The past week has been a busy one for seal pups and volunteers trying to protect them. Seal pup Kitten, who first appeared on Alki Beach last Monday, continues to get desperately-needed rest almost daily along on this bustling westside stretch of shore. He has been spending long days and nights to gather strength to forage, including all day Friday into the night on the very busy area by the volleyball courts. Volunteers spoke to hundreds of curious beach-goers over a more than 12-hour period. Increasingly (and alarmingly) thin, the pup spent yesterday under the watchful eye of volunteers and waterfront residents, sleeping throughout the day on private beach near the Lighthouse. With public access at lower tides and issues with off-leash dogs, a small stretch of the beach was closed to help him rest undisturbed. Thanks to the great homeowners who were passionate about protecting this struggling pup!

Late yesterday afternoon, the hotline received a report of a pup just north of Lincoln Park’s Colman Pool. Responders were on the scene promptly and established a tape perimeter. The small, beautifully marked pup was nicknamed Fudge.

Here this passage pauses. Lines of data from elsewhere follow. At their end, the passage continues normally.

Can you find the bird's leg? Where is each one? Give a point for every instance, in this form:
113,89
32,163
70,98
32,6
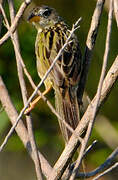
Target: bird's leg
33,104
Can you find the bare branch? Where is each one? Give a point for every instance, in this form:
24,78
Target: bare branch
107,171
116,10
16,21
100,169
91,123
20,129
24,94
90,43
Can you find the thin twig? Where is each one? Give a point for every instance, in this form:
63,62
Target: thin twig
107,171
16,21
24,94
39,85
90,43
103,72
116,11
21,129
99,169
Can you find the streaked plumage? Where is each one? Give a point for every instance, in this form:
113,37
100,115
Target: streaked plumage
64,78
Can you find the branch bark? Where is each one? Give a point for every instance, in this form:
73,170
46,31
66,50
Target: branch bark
20,129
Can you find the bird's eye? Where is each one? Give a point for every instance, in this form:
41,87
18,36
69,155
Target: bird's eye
46,13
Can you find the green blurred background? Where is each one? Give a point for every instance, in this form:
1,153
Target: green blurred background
14,160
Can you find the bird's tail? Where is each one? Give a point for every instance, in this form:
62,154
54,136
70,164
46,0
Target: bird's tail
67,107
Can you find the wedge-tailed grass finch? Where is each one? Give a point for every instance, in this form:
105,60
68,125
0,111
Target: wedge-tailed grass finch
64,77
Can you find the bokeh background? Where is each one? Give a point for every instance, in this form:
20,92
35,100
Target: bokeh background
14,160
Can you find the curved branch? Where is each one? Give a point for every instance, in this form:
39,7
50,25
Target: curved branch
16,21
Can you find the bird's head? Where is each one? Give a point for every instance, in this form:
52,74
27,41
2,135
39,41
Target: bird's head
43,17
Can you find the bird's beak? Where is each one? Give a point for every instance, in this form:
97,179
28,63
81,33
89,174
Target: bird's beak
33,18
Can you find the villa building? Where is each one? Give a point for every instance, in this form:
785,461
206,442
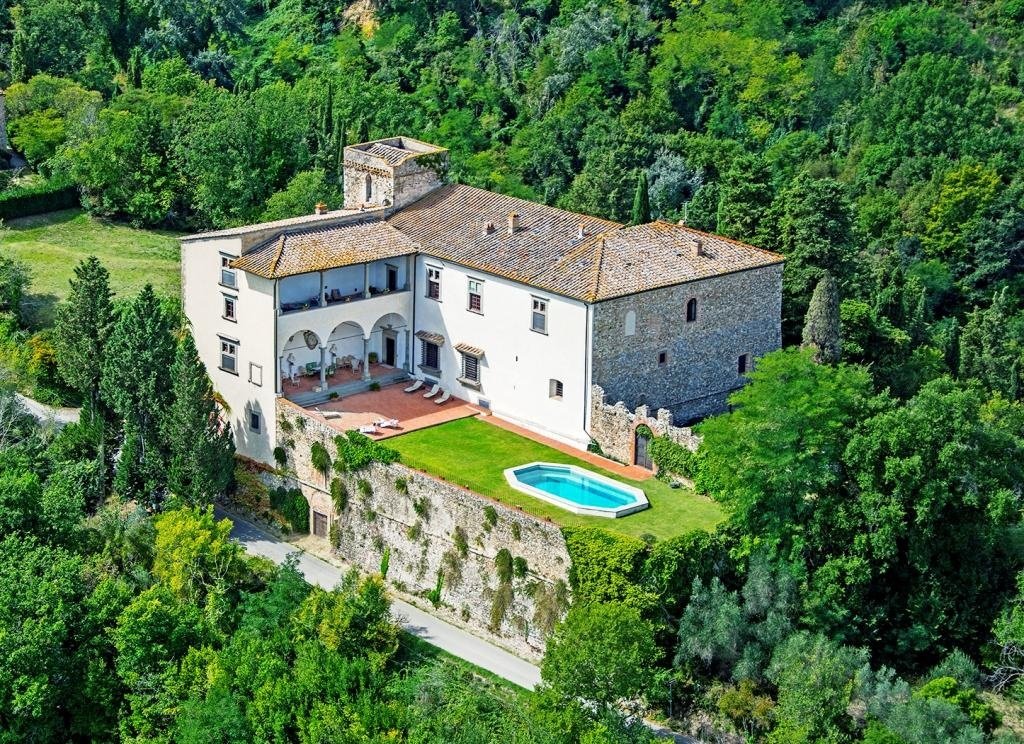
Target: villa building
512,306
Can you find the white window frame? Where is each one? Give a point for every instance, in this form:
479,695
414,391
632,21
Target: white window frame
434,279
474,287
539,308
226,272
228,350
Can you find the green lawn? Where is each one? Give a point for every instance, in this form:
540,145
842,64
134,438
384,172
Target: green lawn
474,453
53,244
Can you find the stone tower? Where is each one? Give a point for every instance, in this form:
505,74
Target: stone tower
392,172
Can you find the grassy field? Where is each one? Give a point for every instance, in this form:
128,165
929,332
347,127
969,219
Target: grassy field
473,453
53,244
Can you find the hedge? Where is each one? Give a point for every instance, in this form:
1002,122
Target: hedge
47,197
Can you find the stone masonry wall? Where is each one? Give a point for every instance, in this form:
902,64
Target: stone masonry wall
613,426
419,523
737,314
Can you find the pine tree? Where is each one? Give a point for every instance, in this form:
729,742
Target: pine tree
136,385
641,201
821,325
201,444
82,326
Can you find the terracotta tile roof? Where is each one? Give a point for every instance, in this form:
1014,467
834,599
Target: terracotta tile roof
320,249
660,254
449,223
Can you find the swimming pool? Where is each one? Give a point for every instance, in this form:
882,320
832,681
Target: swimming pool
577,489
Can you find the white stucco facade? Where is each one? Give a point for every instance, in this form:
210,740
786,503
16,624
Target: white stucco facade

Luckily, we were able to capture a photo of Fudge with a big yawn which showed that all of the teeth have erupted, but some are still on the small size. Teeth are a good indicator of approximate age of a pup and helps us determine whether the pup is still nursing age or on his own. According to WDFW’s marine mammal biologist, after reviewing the photo, the pup is between 3-5 weeks old. Since pups can be weaned at 4 weeks, the jury is still out on Fudge - perhaps mom is still in the picture; however, the pup is a bit thinner than we’d like to see for one who is potentially still nursing. Fudge entertained people throughout the afternoon into the evening as he stretched and yawned close to the walking path. Volunteers put in many long hours ensuring he was safe.

PUPDATE 9/3/13
We are so sad to report that Kitten was found dead on private beach yesterday morning and transported for necropsy by WDFW-MMI in Lakewood. The female pup weighed only 7.9 kg with a .3 cm blubber thickness. A normal thickness for robust pup is between 2.5 and 3 cm. She was suffering from gastroenteritis.